Dawn of Nemunas Party leader Remigijus Zemaitaitis, Vilnius, Lithuania October 28, 2024. REUTERS/Ints Kalnins

VILNIUS (Reuters) - Lithuania's Social Democrats, winners of last month's parliamentary election, defended on Saturday their decision to form a coalition government with a populist party whose leader is standing trial over alleged antisemitic statements.

Nemunas Dawn party founder and head Remigijus Zemaitaitis resigned from parliament in April, ahead of an impeachment vote, after the Constitutional Court ruled he had broken his oath by stirring up hatred against Jews in social media posts last year.

Zemaitaitis went on criminal trial over the posts in September, charged with "attempting to create hostility, and provoking intolerance, towards Jews", and with playing down the Holocaust in Lithuania.

Zemaitaitis has said the posts were not antisemitic and denies wrongdoing.

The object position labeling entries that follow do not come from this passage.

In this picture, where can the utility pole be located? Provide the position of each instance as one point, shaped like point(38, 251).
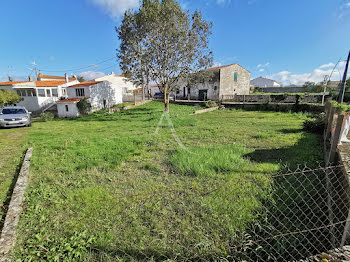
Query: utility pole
point(343, 83)
point(325, 81)
point(36, 73)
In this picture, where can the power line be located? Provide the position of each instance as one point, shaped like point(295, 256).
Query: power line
point(77, 69)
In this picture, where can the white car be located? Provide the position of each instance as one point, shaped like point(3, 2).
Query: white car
point(14, 116)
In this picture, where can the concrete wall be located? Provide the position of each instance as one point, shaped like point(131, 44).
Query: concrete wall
point(72, 110)
point(228, 86)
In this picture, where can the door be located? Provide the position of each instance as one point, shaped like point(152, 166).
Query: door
point(203, 95)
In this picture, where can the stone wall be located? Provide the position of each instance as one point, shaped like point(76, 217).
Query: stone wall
point(227, 84)
point(279, 98)
point(287, 89)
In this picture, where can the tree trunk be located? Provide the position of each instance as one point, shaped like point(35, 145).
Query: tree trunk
point(166, 102)
point(166, 99)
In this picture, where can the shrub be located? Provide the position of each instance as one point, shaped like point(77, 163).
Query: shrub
point(84, 106)
point(210, 103)
point(315, 125)
point(44, 117)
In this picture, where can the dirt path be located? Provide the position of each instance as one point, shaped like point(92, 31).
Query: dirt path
point(12, 146)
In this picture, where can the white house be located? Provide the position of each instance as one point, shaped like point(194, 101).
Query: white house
point(38, 95)
point(100, 94)
point(119, 81)
point(265, 82)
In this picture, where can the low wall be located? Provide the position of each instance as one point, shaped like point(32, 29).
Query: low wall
point(311, 108)
point(282, 89)
point(282, 98)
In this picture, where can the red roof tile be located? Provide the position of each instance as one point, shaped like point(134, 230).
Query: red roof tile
point(49, 83)
point(70, 100)
point(12, 83)
point(56, 77)
point(87, 83)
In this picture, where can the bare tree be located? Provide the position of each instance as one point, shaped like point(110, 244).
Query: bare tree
point(166, 42)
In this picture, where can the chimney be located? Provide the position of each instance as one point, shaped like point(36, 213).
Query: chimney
point(39, 76)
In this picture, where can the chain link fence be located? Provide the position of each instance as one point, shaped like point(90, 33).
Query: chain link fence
point(289, 216)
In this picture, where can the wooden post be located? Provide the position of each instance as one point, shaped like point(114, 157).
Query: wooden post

He will not serve in the cabinet himself but his party will lead three of the government's 14 ministries, among them the Justice Ministry, said Social Democrat deputy leader and designated Prime Minister Gintautas Paluckas.

Paluckas told reporters joining forces with Nemunas Dawn was the only way to have a "sustainable" coalition and said his party was ready to explain its decision to the country's international partners.

"Some claim the whole Nemunas Dawn party is antisemitic - we don't see it like that," Paluckas said. "There is no place for antisemitism, neither in the Social Democrat party nor its government."

Democratic U.S. Senator Ben Cardin, the outgoing chair of the Senate Foreign Relations Committee, said on Friday that including Zemaitaitis' party in the government "undermines the core values that unite our nations".

The chair of the German parliament's Foreign Affairs Committee, Michael Roth, said "alliance with an antisemitic party is incompatible with our values".

The Social Democrat-led alliance, which also includes the For Lithuania party, is set to hold 84 seats in the 141-member parliament, above the 71 seats required for a majority.

During the election campaign, both the Social Democrats and the second-placed centre-right Homeland Union said they would refrain from forming a ruling coalition with Nemunas Dawn, which came third in the election.

The new government is expected to be sworn into office in December.